I loved Barney. I had the doll and everything. I think I liked that he was purple and green. Years later, I developed a love for T-rexs, and I wonder how much of that is because of that dinosaur.
One day, Barney was drinking a glass of "milk".
I felt very smart, knowing that there was nothing actually in that cup.
It was only pretend milk.
Knowing this, somehow the next part was not rationalized in a better way.
In drinking, Barney tilted his head up towards the lights. You could see the person inside of Barney, through the black mesh of his mouth.
Instead of thinking, "Oh no! Barney is just a dude in a suit!! Childhood over!"
I ran around the house, frantic, believing that it was of the utmost importance that I let everyone know Barney's dark secret.
Barney eats human beings.
As though warning of the British arriving, I said "Barney ate somebody!
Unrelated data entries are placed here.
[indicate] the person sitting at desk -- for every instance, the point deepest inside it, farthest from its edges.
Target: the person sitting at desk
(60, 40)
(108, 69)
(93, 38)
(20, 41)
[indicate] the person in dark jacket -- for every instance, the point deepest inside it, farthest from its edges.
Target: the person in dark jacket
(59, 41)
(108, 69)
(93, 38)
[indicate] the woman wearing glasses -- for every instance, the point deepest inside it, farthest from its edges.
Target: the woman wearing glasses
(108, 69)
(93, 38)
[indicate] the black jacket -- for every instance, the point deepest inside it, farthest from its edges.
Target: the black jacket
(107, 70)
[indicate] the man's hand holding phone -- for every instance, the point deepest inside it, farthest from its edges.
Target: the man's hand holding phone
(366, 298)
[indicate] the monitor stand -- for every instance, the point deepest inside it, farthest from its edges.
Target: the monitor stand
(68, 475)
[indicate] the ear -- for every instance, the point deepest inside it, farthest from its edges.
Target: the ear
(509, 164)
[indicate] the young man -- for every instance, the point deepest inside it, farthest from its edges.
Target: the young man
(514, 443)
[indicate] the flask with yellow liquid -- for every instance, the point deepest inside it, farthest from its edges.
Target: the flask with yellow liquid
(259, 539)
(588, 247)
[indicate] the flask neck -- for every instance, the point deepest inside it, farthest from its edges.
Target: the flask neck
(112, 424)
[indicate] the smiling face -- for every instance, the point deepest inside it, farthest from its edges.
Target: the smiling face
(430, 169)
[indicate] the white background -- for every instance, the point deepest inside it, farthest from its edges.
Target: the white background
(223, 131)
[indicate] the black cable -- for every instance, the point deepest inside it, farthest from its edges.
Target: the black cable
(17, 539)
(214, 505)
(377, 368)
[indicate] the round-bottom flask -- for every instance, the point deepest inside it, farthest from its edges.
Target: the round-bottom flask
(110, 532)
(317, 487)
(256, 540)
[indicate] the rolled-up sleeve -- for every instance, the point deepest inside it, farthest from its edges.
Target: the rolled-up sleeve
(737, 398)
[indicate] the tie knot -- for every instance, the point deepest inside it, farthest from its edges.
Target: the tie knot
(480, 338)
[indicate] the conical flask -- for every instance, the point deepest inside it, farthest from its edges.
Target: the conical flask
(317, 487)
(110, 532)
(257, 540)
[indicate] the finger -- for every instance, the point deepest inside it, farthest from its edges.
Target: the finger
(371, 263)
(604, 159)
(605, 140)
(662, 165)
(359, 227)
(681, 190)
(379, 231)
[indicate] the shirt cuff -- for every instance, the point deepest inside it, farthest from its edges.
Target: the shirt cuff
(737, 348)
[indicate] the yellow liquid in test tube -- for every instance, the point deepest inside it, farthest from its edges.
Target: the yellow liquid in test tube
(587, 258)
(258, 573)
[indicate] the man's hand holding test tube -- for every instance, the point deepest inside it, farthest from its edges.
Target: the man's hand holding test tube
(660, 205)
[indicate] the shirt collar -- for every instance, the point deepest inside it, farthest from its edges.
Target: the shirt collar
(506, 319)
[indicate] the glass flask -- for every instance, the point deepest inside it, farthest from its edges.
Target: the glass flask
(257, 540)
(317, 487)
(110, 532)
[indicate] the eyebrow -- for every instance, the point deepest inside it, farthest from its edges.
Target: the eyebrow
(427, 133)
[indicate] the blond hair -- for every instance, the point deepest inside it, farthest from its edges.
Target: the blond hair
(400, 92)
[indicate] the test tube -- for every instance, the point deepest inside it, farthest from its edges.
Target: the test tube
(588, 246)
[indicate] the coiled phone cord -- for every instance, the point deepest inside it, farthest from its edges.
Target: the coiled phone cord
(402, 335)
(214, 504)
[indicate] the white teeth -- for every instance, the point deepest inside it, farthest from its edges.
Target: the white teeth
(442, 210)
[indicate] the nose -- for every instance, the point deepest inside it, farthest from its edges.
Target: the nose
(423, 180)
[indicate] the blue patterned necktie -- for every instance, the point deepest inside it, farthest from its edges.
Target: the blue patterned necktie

Barney ate somebody!"
I was told not to watch that show anymore. I didn't argue.
I even got rid of my doll, because it was forever on creepy to me.
There was also an incident while watching the Ghostbusters cartoon.
I loved that show... but when I was just a hair too young, there was something about ...a giant... ghost... chicken?
Apparently, I was terrified of chickens.
I don't know.
All I know is that I wound up running around the house screaming "BIG SCARY CHICKEN! BIG SCARY CHICKEN!" because three word phrases are all I could ever muster whilst in a panic caused by television.
...Or snakes in my hair.
In all fairness, I still kinda hate chickens.